M. Samsa à sa direction, Mme Samsa à son bailleur d’ouvrage, et Grete à son chef du personnel. Pendant qu’ils écrivaient, la femme de ménage entra pour dire qu’elle s’en allait, car son travail de la matinée était achevé. Tous les trois se contentèrent d’abord d’opiner de la tête sans lever les yeux de leurs lettres, mais comme la femme ne faisait toujours pas mine de se retirer alors on se redressa d’un air agacé. «Eh bien?» demanda M. Samsa. La femme de ménage était plantée sur le seuil et souriait comme si elle avait un grand bonheur à annoncer à la famille, mais qu’elle ne le ferait que si on la questionnait à fond. La petite plume d’autruche qui était plantée tout droit sur son chapeau et qui agaçait M. Samsa depuis qu’elle était à leur service, oscillait doucement dans tous les sens. «Mais qu’est-ce que vous voulez donc?» demanda Mme Samsa, qui était encore celle pour qui la femme avait le plus de respect.

«Ben…» répondit-elle, gênée pour parler tant elle affichait un grand sourire, «pour ce qui est de vous débarrasser de la chose d’à côté, ne vous faites pas de souci. C’est déjà réglé.» Mme Samsa et Grete se penchèrent sur leurs lettres comme si elles voulaient les continuer; M. Samsa, voyant que la femme de ménage voulait maintenant se mettre à tout décrire par le menu, tendit la main pour couper court de la façon la plus ferme. Puisqu’elle n’avait pas le droit de raconter, elle se rappela combien elle était pressée, lança sur un ton manifestement vexé «Bonjour tout le monde», fit un demi-tour furieux et quitta l’appartement dans d’épouvantables claquements de portes.

«Ce soir, je la mets à la porte», dit M. Samsa, mais sans obtenir de réponse ni de sa femme ni de sa fille, car la femme de ménage parut avoir à nouveau troublé la sérénité qu’elles avaient à peine recouvrée. Elles se levèrent, allèrent à la fenêtre, et y restèrent en se tenant enlacées. M. Samsa pivota sur sa chaise pour les suivre des yeux et les observa un petit moment en silence. Puis il lança: «Allons, venez un peu là. Finissez-en donc avec les vieilles histoires. Et puis occupez-vous aussi un peu de moi.» Les deux femmes s’exécutèrent aussitôt, coururent vers lui, lui firent des caresses et terminèrent rapidement leurs lettres.

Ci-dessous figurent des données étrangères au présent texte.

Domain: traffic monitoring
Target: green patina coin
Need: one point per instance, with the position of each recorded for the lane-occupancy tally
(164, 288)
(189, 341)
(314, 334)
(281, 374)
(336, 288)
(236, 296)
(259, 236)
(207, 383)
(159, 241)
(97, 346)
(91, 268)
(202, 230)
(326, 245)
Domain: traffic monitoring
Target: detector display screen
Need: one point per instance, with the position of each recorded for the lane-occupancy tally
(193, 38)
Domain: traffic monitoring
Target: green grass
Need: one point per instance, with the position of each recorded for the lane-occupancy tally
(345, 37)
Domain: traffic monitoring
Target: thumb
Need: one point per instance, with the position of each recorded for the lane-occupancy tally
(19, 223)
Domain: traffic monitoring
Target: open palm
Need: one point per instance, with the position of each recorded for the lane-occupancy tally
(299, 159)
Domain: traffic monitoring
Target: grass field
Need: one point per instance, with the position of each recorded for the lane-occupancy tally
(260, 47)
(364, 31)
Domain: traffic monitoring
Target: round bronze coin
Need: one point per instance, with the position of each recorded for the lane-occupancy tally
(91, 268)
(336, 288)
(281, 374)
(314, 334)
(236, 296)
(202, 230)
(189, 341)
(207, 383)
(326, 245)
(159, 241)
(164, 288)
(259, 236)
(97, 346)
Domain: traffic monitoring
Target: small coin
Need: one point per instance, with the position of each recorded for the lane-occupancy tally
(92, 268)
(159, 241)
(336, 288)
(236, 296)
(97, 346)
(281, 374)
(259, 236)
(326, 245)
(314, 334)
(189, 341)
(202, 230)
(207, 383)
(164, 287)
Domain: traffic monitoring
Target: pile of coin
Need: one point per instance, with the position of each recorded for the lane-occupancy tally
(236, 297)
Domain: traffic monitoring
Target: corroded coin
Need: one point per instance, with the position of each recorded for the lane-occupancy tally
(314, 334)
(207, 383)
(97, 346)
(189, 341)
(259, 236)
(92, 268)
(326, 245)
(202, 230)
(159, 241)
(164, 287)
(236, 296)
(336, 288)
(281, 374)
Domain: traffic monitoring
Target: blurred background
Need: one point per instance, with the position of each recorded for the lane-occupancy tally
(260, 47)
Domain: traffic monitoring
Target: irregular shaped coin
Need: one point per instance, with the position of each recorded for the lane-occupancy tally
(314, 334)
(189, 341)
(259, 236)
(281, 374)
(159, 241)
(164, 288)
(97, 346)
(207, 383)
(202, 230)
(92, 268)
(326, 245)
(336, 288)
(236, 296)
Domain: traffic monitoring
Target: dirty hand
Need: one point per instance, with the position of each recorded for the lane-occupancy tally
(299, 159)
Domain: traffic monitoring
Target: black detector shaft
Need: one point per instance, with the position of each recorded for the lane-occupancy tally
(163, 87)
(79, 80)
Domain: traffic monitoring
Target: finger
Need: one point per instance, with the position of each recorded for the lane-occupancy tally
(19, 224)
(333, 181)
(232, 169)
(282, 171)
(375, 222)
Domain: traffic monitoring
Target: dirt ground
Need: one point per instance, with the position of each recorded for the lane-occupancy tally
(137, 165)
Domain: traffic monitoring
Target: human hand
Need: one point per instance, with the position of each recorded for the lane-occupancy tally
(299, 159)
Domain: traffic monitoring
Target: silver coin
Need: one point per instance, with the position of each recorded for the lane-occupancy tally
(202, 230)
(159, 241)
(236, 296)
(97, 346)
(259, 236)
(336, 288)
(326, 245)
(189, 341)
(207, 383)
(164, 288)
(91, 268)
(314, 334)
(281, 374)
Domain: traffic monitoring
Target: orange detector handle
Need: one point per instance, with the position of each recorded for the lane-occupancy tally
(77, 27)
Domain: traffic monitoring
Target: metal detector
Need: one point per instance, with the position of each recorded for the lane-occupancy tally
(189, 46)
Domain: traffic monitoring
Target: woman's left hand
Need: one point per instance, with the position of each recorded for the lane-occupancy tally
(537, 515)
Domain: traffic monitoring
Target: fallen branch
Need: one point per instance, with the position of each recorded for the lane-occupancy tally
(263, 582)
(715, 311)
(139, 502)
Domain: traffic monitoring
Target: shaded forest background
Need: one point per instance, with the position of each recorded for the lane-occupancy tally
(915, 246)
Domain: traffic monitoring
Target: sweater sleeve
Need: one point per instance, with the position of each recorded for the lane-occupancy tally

Puis tous trois quittèrent de concert l’appartement, ce qui ne leur était plus arrivé depuis déjà des mois, et prirent le tramway pour aller prendre l’air à l’extérieur de la ville. Le wagon, où ils étaient seuls, était tout inondé par le chaud soleil. Confortablement carrés sur leurs banquettes, ils évoquèrent les perspectives d’avenir et, à y regarder de plus près, il apparut qu’elles n’étaient pas tellement mauvaises, car les places qu’ils occupaient respectivement, et sur lesquelles ils ne s’étaient jamais en fait mutuellement demandés beaucoup de détails, étaient d’excellentes places et, en particulier fort prometteuses. La principale amélioration immédiate de leur situation résulterait, d’une façon nécessaire et toute naturelle, d’un changement d’appartement; ils allaient en louer un plus petit et meilleur marché mais mieux situé et généralement plus pratique que l’actuel, qui était encore un choix fait par Gregor. Tandis qu’ils devisaient ainsi, M. et Mme Samsa, à la vue de leur fille qui s’animait de plus en plus, songèrent presque simultanément que, ces derniers temps, en dépit des corvées et des tourments qui avaient fait pâlir ses joues, elle s’était épanouie et était devenue un beau brin de fille. Ils furent dès lors plus silencieux et, échangeant presque involontairement des regards entendus, songèrent qu’il allait être temps de lui chercher aussi quelque brave garçon pour mari. Et ce fut pour eux comme la confirmation de ces rêves nouveaux et de ces bonnes intentions, lorsqu’en arrivant à destination ils virent leur fille se lever la première et étirer son jeune corps.